Nach drei Jahrzehnten

Nie wieder Schule - Leiterinnen aus Bad Lauchstädt gehen in Ruhestand

Die beiden Lauchstädter Leiterinnen Marlies Felsberg und Maritta Flor gehen in den Ruhestand und mit ihnen 84 Jahre pädagogische Erfahrung.

Von Robert Briest
Drei Jahrzehnte lang leiteten Marlies Felsberg und Maritta Flor die Goethe-Schule.
Drei Jahrzehnte lang leiteten Marlies Felsberg und Maritta Flor die Goethe-Schule. (Foto: R. Briest)

Bad Lauchstädt/MZ - Marlies Felsberg will endlich wieder lesen. „Ein richtiges Buch, nicht immer nur Rahmenrichtlinien und Hygienekonzepte.“ Denn für Belletristik fehlte der Leiterin der Bad Lauchstädter Goethe-Schule im abgelaufenen Schuljahr die Zeit. Zu viel Arbeit hat die Coronapandemie beschert und das ausgerechnet in Felsbergs finalem Leitungsjahr. Am Mittwoch hatte sie ihren letzten Schultag. Bis 31. Juli hat sie offiziell Ferien, danach wechselt sie in den Ruhestand. Und das nicht allein. Ihre Stellvertreterin Maritta Flor geht mit. Dabei wird sie im August erst 64. Doch Felsberg, die die Goethe-Schule seit 1990 leitet, hatte sie ein Jahr später als Stellvertreterin nach Lauchstädt geholt, deshalb fühlt sich der Schnitt für sie nun richtig an.

Auch ihre bisherige Chefin bejaht das. „Ich finde das gut. So findet hier ein richtiger Generationswechsel statt.“ Die Nachfolgerinnen stehen schon fest. Die Stellvertretung kommt aus dem eigenen Haus, die neue Chefin von der Sekundarschule in Halle-Neustadt. Mit dem bisherigen Duo gehen allerdings auch 84 Jahre Lehr- und 61 Jahre Leitungserfahrung. „Wir haben in der Zeit viel geschafft“, resümiert Felsberg. „Wir sind Ganztagsschule geworden, ’Schule ohne Rassismus’ und sind auf dem Weg zur Gemeinschaftsschule.“

„Das Konzept war, dass die Klassen ein Stück weit mehr Teams sind“

2017 haben sich die Lauchstädter für letzteres entschieden und den Schritt bis heute nicht bereut. Zeitweise drohte die Schülerzahl unter 200 zu rutschen, berichtet Felsberg. Jetzt sei man stabil bei etwa 450. Die Nachfrage ist groß. Die Schüler kommen teils sogar aus Roßbach. Und Flor sieht bei den bisherigen neunten Klassen, die die Testklassen für das neue Modell waren, auch schon Fortschritte. „Das Konzept war, dass die Klassen ein Stück weit mehr Teams sind. Man merkt, dass sie in Projekten intensiver zusammenarbeiten.“ Die Gemeinschaftsschule soll den Absolventen den Weg Richtung Abitur eröffnen. Doch, so sagen die Leiterinnen, schon jetzt, da die ersten neuen Klassen noch gar nicht soweit sind, würden regelmäßig Schüler zur Partnerschule, einem Fachgymnasium in Halle, wechseln.
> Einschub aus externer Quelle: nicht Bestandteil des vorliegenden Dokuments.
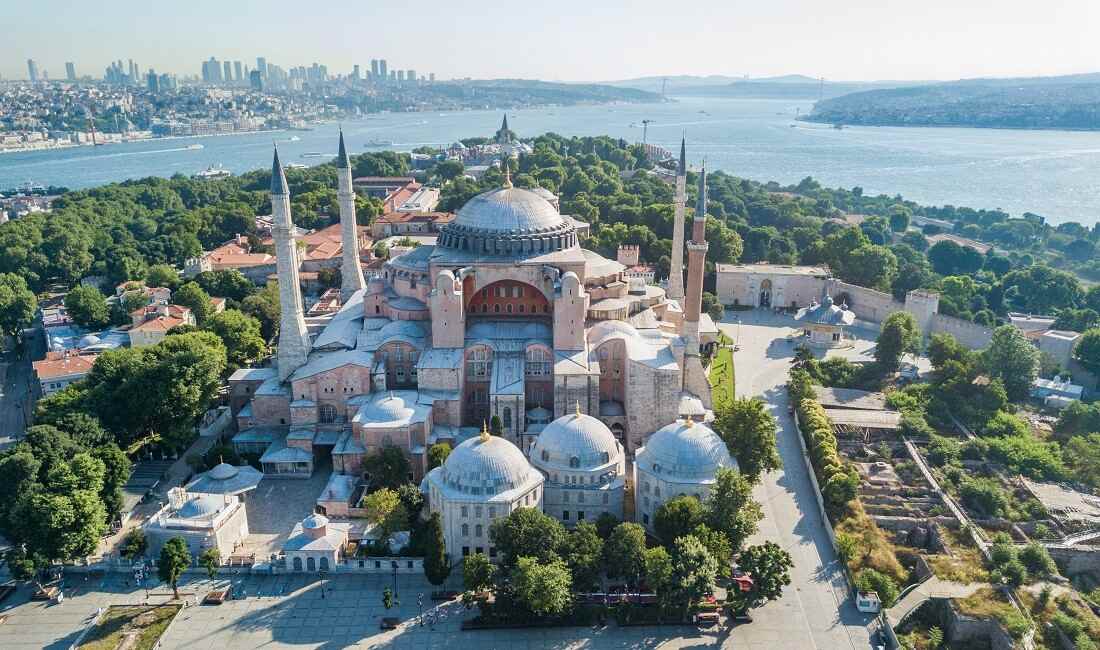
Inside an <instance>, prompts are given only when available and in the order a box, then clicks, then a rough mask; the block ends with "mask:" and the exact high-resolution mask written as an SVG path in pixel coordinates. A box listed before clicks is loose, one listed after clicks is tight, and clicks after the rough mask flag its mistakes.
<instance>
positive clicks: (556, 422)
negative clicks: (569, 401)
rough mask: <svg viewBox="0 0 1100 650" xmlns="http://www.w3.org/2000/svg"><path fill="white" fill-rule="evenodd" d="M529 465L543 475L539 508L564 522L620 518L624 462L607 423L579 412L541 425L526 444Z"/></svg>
mask: <svg viewBox="0 0 1100 650" xmlns="http://www.w3.org/2000/svg"><path fill="white" fill-rule="evenodd" d="M530 454H531V464H532V465H535V466H536V467H537V469H538V470H539V471H540V472H542V476H543V477H544V478H546V487H544V488H543V493H544V496H543V499H542V509H543V511H544V513H546V514H547V515H550V516H551V517H554V518H558V519H561V522H562V524H564V525H565V526H573V525H575V524H576V522H577V521H588V522H593V524H594V522H595V520H596V519H597V518H598V517H599V515H602V514H604V513H607V514H609V515H613V516H614V517H615V518H616V519H618V520H621V519H623V493H624V488H625V485H626V461H625V460H624V454H623V444H621V443H619V441H618V440H616V439H615V434H613V433H612V431H610V429H608V428H607V425H605V423H603V422H601V421H599V420H598V419H596V418H594V417H592V416H586V415H584V414H582V412H580V408H577V410H576V412H575V414H570V415H568V416H563V417H560V418H558V419H557V420H554V421H552V422H550V423H549V425H547V427H546V429H543V430H542V432H541V433H539V437H538V438H537V439H536V441H535V444H533V445H532V447H531V452H530Z"/></svg>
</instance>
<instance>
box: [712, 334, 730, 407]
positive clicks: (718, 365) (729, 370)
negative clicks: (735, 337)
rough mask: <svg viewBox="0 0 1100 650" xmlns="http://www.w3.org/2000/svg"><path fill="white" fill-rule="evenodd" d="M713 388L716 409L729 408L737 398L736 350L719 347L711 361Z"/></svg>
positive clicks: (713, 395) (712, 389)
mask: <svg viewBox="0 0 1100 650" xmlns="http://www.w3.org/2000/svg"><path fill="white" fill-rule="evenodd" d="M709 379H711V389H712V396H713V399H714V410H716V411H718V410H724V409H726V408H729V406H730V405H731V404H733V403H734V399H735V398H736V394H735V393H734V351H733V350H730V349H729V348H719V349H718V352H717V353H716V354H715V355H714V361H712V362H711V373H709Z"/></svg>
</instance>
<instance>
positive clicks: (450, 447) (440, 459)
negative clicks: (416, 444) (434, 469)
mask: <svg viewBox="0 0 1100 650" xmlns="http://www.w3.org/2000/svg"><path fill="white" fill-rule="evenodd" d="M449 455H451V445H450V444H448V443H445V442H437V443H436V444H432V445H431V447H429V448H428V471H429V472H431V471H432V470H434V469H436V467H441V466H443V463H445V462H447V456H449Z"/></svg>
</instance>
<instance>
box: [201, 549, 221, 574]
mask: <svg viewBox="0 0 1100 650" xmlns="http://www.w3.org/2000/svg"><path fill="white" fill-rule="evenodd" d="M199 566H201V568H202V569H206V570H207V576H208V577H209V579H210V580H213V579H215V577H217V576H218V568H219V566H221V551H219V550H218V547H210V548H209V549H207V550H205V551H202V552H201V553H199Z"/></svg>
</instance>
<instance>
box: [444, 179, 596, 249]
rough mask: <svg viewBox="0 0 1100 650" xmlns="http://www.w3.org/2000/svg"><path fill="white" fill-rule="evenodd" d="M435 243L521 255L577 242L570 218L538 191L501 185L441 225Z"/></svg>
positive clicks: (564, 247)
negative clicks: (507, 186) (563, 213)
mask: <svg viewBox="0 0 1100 650" xmlns="http://www.w3.org/2000/svg"><path fill="white" fill-rule="evenodd" d="M438 244H439V245H440V246H443V247H448V249H455V250H460V251H470V252H472V253H481V254H487V255H509V256H520V255H525V254H528V253H532V254H538V253H548V252H551V251H561V250H563V249H569V247H573V246H575V245H576V229H575V227H574V225H573V220H572V219H570V218H569V217H565V216H563V214H561V213H560V212H558V210H557V209H555V208H554V207H553V206H552V205H551V203H550V201H548V200H546V199H544V198H542V197H541V196H539V195H538V194H536V192H533V191H531V190H528V189H521V188H518V187H502V188H499V189H493V190H489V191H486V192H484V194H480V195H477V196H475V197H474V198H472V199H470V200H469V201H466V205H465V206H462V208H460V209H459V213H458V217H456V218H455V219H454V221H452V222H451V223H449V224H447V225H445V227H443V229H442V231H441V233H440V238H439V242H438Z"/></svg>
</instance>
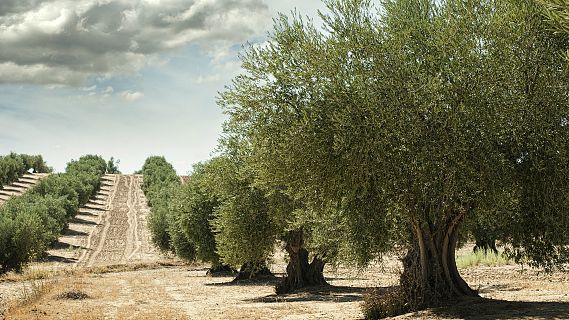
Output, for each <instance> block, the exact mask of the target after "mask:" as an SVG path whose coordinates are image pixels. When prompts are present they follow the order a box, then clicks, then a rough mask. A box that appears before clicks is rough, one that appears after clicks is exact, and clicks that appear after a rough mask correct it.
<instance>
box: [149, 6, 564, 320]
mask: <svg viewBox="0 0 569 320" xmlns="http://www.w3.org/2000/svg"><path fill="white" fill-rule="evenodd" d="M324 2H325V4H326V5H327V7H328V9H329V10H328V11H329V13H328V14H323V15H321V17H322V20H323V22H324V28H323V29H322V28H320V27H317V26H315V25H314V24H313V22H312V20H310V19H303V17H301V16H300V15H298V14H293V15H292V16H285V15H281V16H280V17H279V18H278V19H276V20H275V25H274V29H273V31H272V33H271V34H270V36H269V39H268V42H267V44H266V45H264V46H250V47H248V48H247V49H246V50H245V52H244V53H243V54H242V56H241V58H242V67H243V73H242V74H241V75H239V76H237V77H236V78H235V79H234V80H233V82H232V84H231V86H229V87H228V88H227V89H226V91H225V92H223V93H222V94H221V96H220V99H219V104H220V105H221V107H222V108H223V109H224V111H225V113H226V114H227V116H228V120H227V122H226V123H225V124H224V133H223V136H222V137H221V139H220V141H221V143H220V147H219V156H218V157H215V158H213V159H211V160H209V161H207V162H204V163H202V164H198V165H196V166H195V167H194V173H193V174H192V176H191V177H190V181H189V182H188V184H187V186H186V185H185V186H182V187H181V186H180V183H179V182H173V183H171V184H167V186H168V188H158V189H161V191H160V190H154V191H152V192H153V193H154V194H159V193H160V192H163V194H162V195H161V197H162V201H163V203H164V205H163V206H162V209H163V211H161V213H160V215H155V219H156V221H154V224H155V225H160V224H161V225H162V226H164V227H163V228H162V229H160V230H168V232H167V234H169V236H168V237H166V236H165V237H159V239H163V240H164V241H165V242H164V244H165V246H166V247H169V246H172V245H173V246H174V251H175V252H176V253H178V251H177V250H176V248H175V247H176V245H175V243H176V242H177V240H175V237H176V236H175V234H179V235H180V237H181V238H183V239H184V241H186V242H187V243H191V244H192V245H190V246H188V248H193V249H192V250H193V251H192V254H190V255H187V257H189V258H192V259H194V258H196V257H197V255H196V254H195V251H196V250H197V248H199V247H200V246H202V247H203V248H214V249H213V250H211V252H215V253H216V254H217V255H218V257H215V259H218V260H219V261H221V262H222V263H225V264H229V265H230V266H234V267H237V266H239V265H240V264H244V263H250V264H252V265H253V266H255V268H256V269H259V268H261V267H262V266H263V264H265V263H266V261H267V259H268V257H269V256H270V254H271V253H272V252H273V249H274V248H275V244H276V243H279V242H281V243H283V245H284V247H285V250H286V251H287V253H288V254H289V264H288V266H287V277H286V278H285V279H283V282H281V283H279V285H278V286H277V288H276V289H277V292H279V293H281V292H287V291H289V290H294V289H297V288H300V287H302V286H304V285H310V284H323V283H325V281H324V278H323V277H322V268H323V267H324V264H325V263H336V262H344V263H351V264H356V265H359V266H365V265H367V264H368V263H370V262H371V261H373V260H375V259H382V258H383V257H384V256H385V255H387V254H389V253H399V254H402V255H403V256H404V258H403V259H402V262H403V271H402V274H401V278H400V285H399V286H397V287H395V288H393V289H392V290H391V291H389V292H388V293H386V294H385V295H383V296H381V297H377V299H376V298H369V299H368V300H367V301H366V303H365V304H364V311H365V314H366V317H368V318H380V317H386V316H392V315H396V314H400V313H403V312H407V311H411V310H418V309H422V308H426V307H431V306H437V305H440V304H442V303H446V302H448V301H457V300H459V299H463V298H466V297H477V296H478V293H477V292H476V291H475V290H473V289H472V288H470V287H469V285H468V284H467V283H466V282H465V281H464V279H463V278H462V277H461V275H460V273H459V271H458V269H457V266H456V261H455V251H456V248H457V247H458V246H459V245H460V244H461V243H462V242H463V240H464V239H465V238H469V237H475V238H476V239H477V240H479V241H478V246H479V247H481V248H483V249H492V250H494V248H495V247H494V243H495V241H499V242H500V243H501V244H502V245H503V246H504V247H505V254H507V255H508V256H510V257H511V258H513V259H515V260H516V261H518V262H524V263H527V264H529V265H531V266H533V267H540V268H544V269H545V270H547V271H551V270H556V269H562V268H563V267H564V266H566V264H567V263H569V250H568V249H567V248H568V246H569V233H567V230H568V229H569V219H567V217H569V203H568V202H567V199H568V198H569V166H568V165H567V164H568V163H569V101H568V99H567V97H568V96H569V68H568V67H567V61H566V59H565V57H563V56H562V55H561V53H563V52H564V51H565V50H567V48H569V34H568V33H567V32H558V31H556V30H554V28H552V25H551V24H550V22H549V21H548V20H547V19H546V18H545V17H546V15H545V13H546V11H544V7H543V6H542V4H540V3H539V2H536V1H533V0H508V1H506V0H499V1H480V0H467V1H464V0H443V1H439V0H419V1H417V0H386V1H381V8H377V7H375V6H374V4H373V3H372V1H369V0H327V1H324ZM550 2H552V3H557V4H559V5H560V6H561V7H559V8H557V9H555V8H553V9H555V10H558V12H557V13H555V14H553V15H552V17H553V18H552V19H553V20H556V21H557V20H559V21H560V22H559V23H565V24H564V25H563V28H565V30H567V27H566V21H567V20H569V19H567V16H568V15H567V10H566V9H567V6H566V5H565V1H557V0H556V1H550ZM550 9H551V8H550ZM556 14H557V16H556ZM550 15H551V14H550ZM563 21H565V22H563ZM162 160H163V159H162ZM163 161H164V162H165V160H163ZM168 170H170V173H169V175H173V171H174V170H173V169H172V168H171V166H169V167H168ZM145 174H146V173H145ZM149 179H152V180H155V178H152V177H150V178H149ZM172 179H173V180H177V179H174V178H172ZM149 181H151V180H149ZM150 195H151V197H150V199H149V200H150V202H151V203H152V205H153V206H154V205H155V202H156V201H157V200H155V199H154V198H152V193H150ZM182 236H183V237H182ZM208 250H209V249H208ZM180 252H182V251H180ZM208 252H209V251H208ZM178 254H180V253H178ZM309 258H311V259H309ZM209 259H212V258H209ZM211 261H216V260H213V259H212V260H211Z"/></svg>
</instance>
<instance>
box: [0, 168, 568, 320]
mask: <svg viewBox="0 0 569 320" xmlns="http://www.w3.org/2000/svg"><path fill="white" fill-rule="evenodd" d="M140 183H141V177H140V176H124V175H116V176H112V175H109V176H106V177H105V183H104V187H103V190H102V191H101V193H100V194H99V195H98V196H97V197H96V198H95V199H94V200H93V201H92V203H90V204H88V206H87V207H86V208H83V209H82V210H81V214H80V215H79V216H78V217H77V221H74V223H72V224H71V225H70V230H69V232H66V235H64V236H62V238H61V239H60V241H59V242H60V244H58V245H57V246H56V247H55V248H54V249H53V250H50V252H49V254H50V255H49V257H48V259H47V260H46V261H44V262H41V263H35V264H33V265H32V266H31V267H30V268H28V269H27V270H26V271H25V272H24V273H23V274H20V275H15V274H8V275H5V276H3V277H1V278H0V309H1V308H2V305H3V306H4V307H5V308H7V310H5V311H4V312H2V311H1V310H0V319H2V318H3V317H4V318H6V319H360V318H362V317H363V314H362V312H361V308H360V305H361V301H362V297H363V294H364V292H365V291H366V290H368V289H369V288H373V287H389V286H393V285H395V284H396V283H397V279H398V272H399V263H398V261H397V260H396V259H389V260H388V261H387V262H386V263H384V264H382V265H380V264H376V265H372V266H370V267H369V268H367V269H365V270H355V269H353V268H339V269H336V270H330V269H327V270H326V276H327V280H328V282H329V283H330V284H331V285H332V286H330V287H321V288H314V289H312V290H309V291H306V292H300V293H295V294H289V295H283V296H277V295H275V294H274V291H273V285H274V280H273V281H271V280H267V281H264V282H263V281H261V282H241V283H237V284H236V283H233V282H231V280H232V279H233V278H232V277H230V276H227V277H209V276H207V275H206V270H207V266H206V265H185V264H183V263H181V262H180V261H179V260H177V259H175V258H173V257H168V256H163V255H160V254H159V253H158V252H156V251H155V250H154V249H153V248H152V246H151V245H150V238H149V234H148V231H147V228H146V219H147V215H148V212H149V210H148V207H147V206H146V201H145V199H144V195H143V194H142V190H141V189H140ZM463 252H464V251H463ZM459 254H461V252H459ZM271 269H272V270H273V272H275V273H276V274H277V275H278V274H282V273H283V272H284V269H285V260H284V256H283V254H282V252H281V251H278V254H277V255H276V256H275V257H274V259H273V264H272V265H271ZM461 274H462V275H463V277H464V278H465V279H466V280H467V281H468V283H469V284H470V286H471V287H472V288H474V289H477V290H479V292H480V294H481V296H482V297H484V298H485V299H482V300H476V301H470V302H463V303H460V304H458V305H454V306H450V307H445V308H438V309H431V310H426V311H422V312H418V313H413V314H407V315H403V316H399V317H396V319H569V274H567V273H554V274H551V275H545V274H542V273H540V272H538V271H535V270H528V269H524V268H522V267H520V266H516V265H506V266H502V267H474V268H467V269H462V270H461ZM2 313H3V314H4V315H3V316H2Z"/></svg>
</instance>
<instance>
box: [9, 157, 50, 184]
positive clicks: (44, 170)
mask: <svg viewBox="0 0 569 320" xmlns="http://www.w3.org/2000/svg"><path fill="white" fill-rule="evenodd" d="M30 169H32V170H33V172H38V173H49V172H51V171H52V169H51V168H50V167H48V166H47V165H46V163H45V162H44V161H43V158H42V156H40V155H35V156H34V155H27V154H16V153H10V154H9V155H6V156H0V186H3V185H7V184H10V183H12V182H14V181H17V180H18V178H19V177H20V176H21V175H23V174H24V173H26V172H28V171H29V170H30Z"/></svg>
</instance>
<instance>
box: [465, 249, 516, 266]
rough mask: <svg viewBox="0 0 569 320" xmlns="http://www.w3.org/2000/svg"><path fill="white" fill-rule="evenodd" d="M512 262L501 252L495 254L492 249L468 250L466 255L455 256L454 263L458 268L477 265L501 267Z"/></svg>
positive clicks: (513, 262)
mask: <svg viewBox="0 0 569 320" xmlns="http://www.w3.org/2000/svg"><path fill="white" fill-rule="evenodd" d="M511 264H514V262H513V261H512V260H510V259H508V257H506V256H505V255H503V254H502V253H501V252H498V253H497V254H496V253H494V252H492V251H483V250H478V251H476V252H470V253H468V254H466V255H461V256H458V257H457V258H456V265H457V267H458V268H459V269H465V268H473V267H478V266H484V267H501V266H505V265H511Z"/></svg>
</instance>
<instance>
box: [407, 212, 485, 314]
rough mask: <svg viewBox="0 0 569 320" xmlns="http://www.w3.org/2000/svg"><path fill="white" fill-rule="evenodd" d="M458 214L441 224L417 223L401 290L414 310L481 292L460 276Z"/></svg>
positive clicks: (438, 303)
mask: <svg viewBox="0 0 569 320" xmlns="http://www.w3.org/2000/svg"><path fill="white" fill-rule="evenodd" d="M462 218H463V216H462V215H457V216H455V217H453V218H452V219H450V220H449V221H448V223H446V224H445V225H443V226H440V227H438V228H434V227H433V226H429V225H420V224H419V223H414V224H413V228H414V238H415V245H414V246H413V247H412V248H411V249H410V250H409V252H408V253H407V256H406V257H405V258H404V259H403V273H402V275H401V279H400V284H401V294H402V295H403V297H402V298H403V299H404V300H405V302H406V304H407V305H408V307H409V309H410V310H417V309H421V308H425V307H430V306H436V305H440V304H442V303H444V302H448V301H453V300H458V299H460V298H463V297H467V296H478V293H477V292H476V291H475V290H472V289H471V288H470V287H469V286H468V284H467V283H466V281H464V279H462V277H461V276H460V274H459V272H458V269H457V267H456V261H455V250H456V243H457V239H458V225H459V223H460V222H461V221H462Z"/></svg>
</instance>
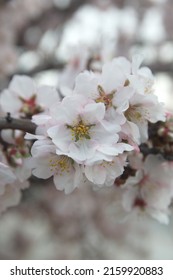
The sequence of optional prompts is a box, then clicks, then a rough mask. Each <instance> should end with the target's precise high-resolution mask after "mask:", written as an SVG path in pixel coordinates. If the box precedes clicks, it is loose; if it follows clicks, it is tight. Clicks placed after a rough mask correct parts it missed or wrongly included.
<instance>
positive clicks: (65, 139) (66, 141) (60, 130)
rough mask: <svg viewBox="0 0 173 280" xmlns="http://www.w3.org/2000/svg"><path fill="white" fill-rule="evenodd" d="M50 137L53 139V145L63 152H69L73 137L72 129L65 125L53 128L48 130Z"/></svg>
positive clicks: (53, 126) (62, 125) (55, 126)
mask: <svg viewBox="0 0 173 280" xmlns="http://www.w3.org/2000/svg"><path fill="white" fill-rule="evenodd" d="M47 133H48V135H49V136H50V137H51V138H52V141H53V143H54V144H55V145H56V146H57V147H58V148H59V149H60V150H62V151H64V152H65V151H67V150H68V147H69V145H70V143H71V142H72V135H71V131H70V129H68V128H66V127H65V126H64V125H61V126H53V127H51V128H49V129H48V131H47Z"/></svg>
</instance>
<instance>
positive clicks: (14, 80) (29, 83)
mask: <svg viewBox="0 0 173 280" xmlns="http://www.w3.org/2000/svg"><path fill="white" fill-rule="evenodd" d="M9 89H10V90H12V91H14V92H15V93H16V94H17V95H18V96H21V97H23V98H24V99H28V98H30V97H31V96H32V95H34V94H36V92H37V88H36V84H35V82H34V81H33V80H32V79H31V78H30V77H28V76H25V75H21V76H19V75H16V76H14V77H13V79H12V81H11V83H10V85H9Z"/></svg>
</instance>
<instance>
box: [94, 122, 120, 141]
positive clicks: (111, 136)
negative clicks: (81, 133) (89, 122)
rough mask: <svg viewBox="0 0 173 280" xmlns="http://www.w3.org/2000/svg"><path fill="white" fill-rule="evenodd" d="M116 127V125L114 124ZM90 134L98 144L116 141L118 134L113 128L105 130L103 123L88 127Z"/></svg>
mask: <svg viewBox="0 0 173 280" xmlns="http://www.w3.org/2000/svg"><path fill="white" fill-rule="evenodd" d="M115 128H116V125H115ZM90 134H91V137H92V139H93V140H94V141H96V142H97V143H98V144H113V143H116V142H118V139H119V136H118V134H116V132H115V130H113V129H112V131H109V130H106V129H105V126H104V125H103V124H98V125H96V126H93V127H91V128H90Z"/></svg>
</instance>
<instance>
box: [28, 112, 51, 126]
mask: <svg viewBox="0 0 173 280" xmlns="http://www.w3.org/2000/svg"><path fill="white" fill-rule="evenodd" d="M51 119H52V117H51V116H49V115H44V114H38V115H34V116H33V117H32V122H33V123H35V124H37V125H44V124H46V123H47V122H49V121H50V120H51Z"/></svg>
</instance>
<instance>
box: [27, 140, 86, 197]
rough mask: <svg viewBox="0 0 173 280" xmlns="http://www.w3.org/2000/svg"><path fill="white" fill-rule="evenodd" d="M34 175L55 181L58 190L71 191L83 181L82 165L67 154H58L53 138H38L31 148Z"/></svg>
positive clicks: (32, 163)
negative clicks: (77, 162) (38, 138)
mask: <svg viewBox="0 0 173 280" xmlns="http://www.w3.org/2000/svg"><path fill="white" fill-rule="evenodd" d="M31 154H32V156H33V157H32V159H31V160H30V165H31V166H32V169H33V172H32V173H33V175H35V176H36V177H38V178H42V179H48V178H50V177H52V176H53V181H54V184H55V186H56V188H57V189H58V190H64V191H65V193H71V192H72V191H73V190H74V189H75V188H77V187H79V186H80V183H81V181H82V172H81V167H80V165H78V164H77V163H75V162H74V161H73V159H71V158H69V157H67V156H65V155H57V154H56V147H55V145H54V144H53V143H52V141H51V140H45V139H44V140H37V141H36V142H35V143H34V144H33V146H32V149H31Z"/></svg>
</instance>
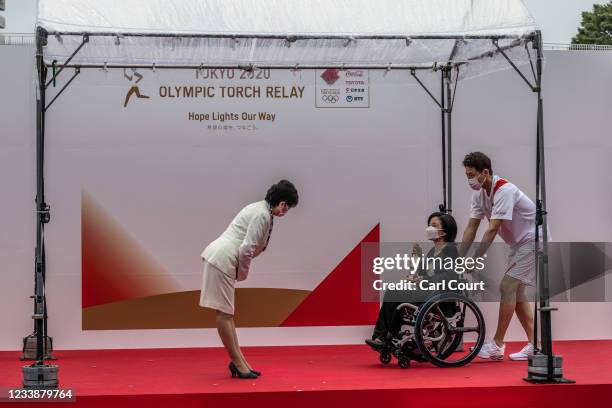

An ihrer alten Schule haben die Leiterinnen Felsberg und Flor ein schwieriges Abschlussjahr erlebt. „Es war schlimmer als der erste Lockdown. Es gab zu oft zu viele Änderungen“, resümiert Felsberg. Vor allem die mittleren Klassenstufen hätten es schwer gehabt: „In der achten Klasse ist die Schere zu weit aufgegangen“, sagt Flor. Die guten Schüler, mit Unterstützung zu Hause, seien gut durchgekommen, aber die Schüler, die stärker Lehrer brauchen, seien abgerutscht. Und die scheidende Leiterin ergänzt: Bei den IT-Fähigkeiten habe das Kollegium zwar kräftig aufgeholt, doch die technische Ausstattung sei weiterhin ein Problem. Erst jetzt seien die ersten Lehrerlaptops eingetroffen. Sie müssten aber noch mal weg, um das Betriebssystem aufzuspielen. Um mit Schülern Lernprogramme zu nutzen, habe man die Räume wechseln müssen: „Und dann bricht doch wieder alles zusammen, weil es halt veraltet ist.“

Probleme, mit denen sich künftig die Nachfolgerinnen plagen können. Sie selbst, so feixen Felsberg und Flor, hätten jedenfalls keinen Plan, wie es im kommenden Schuljahr weitergeht. Müssen sie ja auch nicht. Ein gutes Buch reicht in Zukunft vollkommen.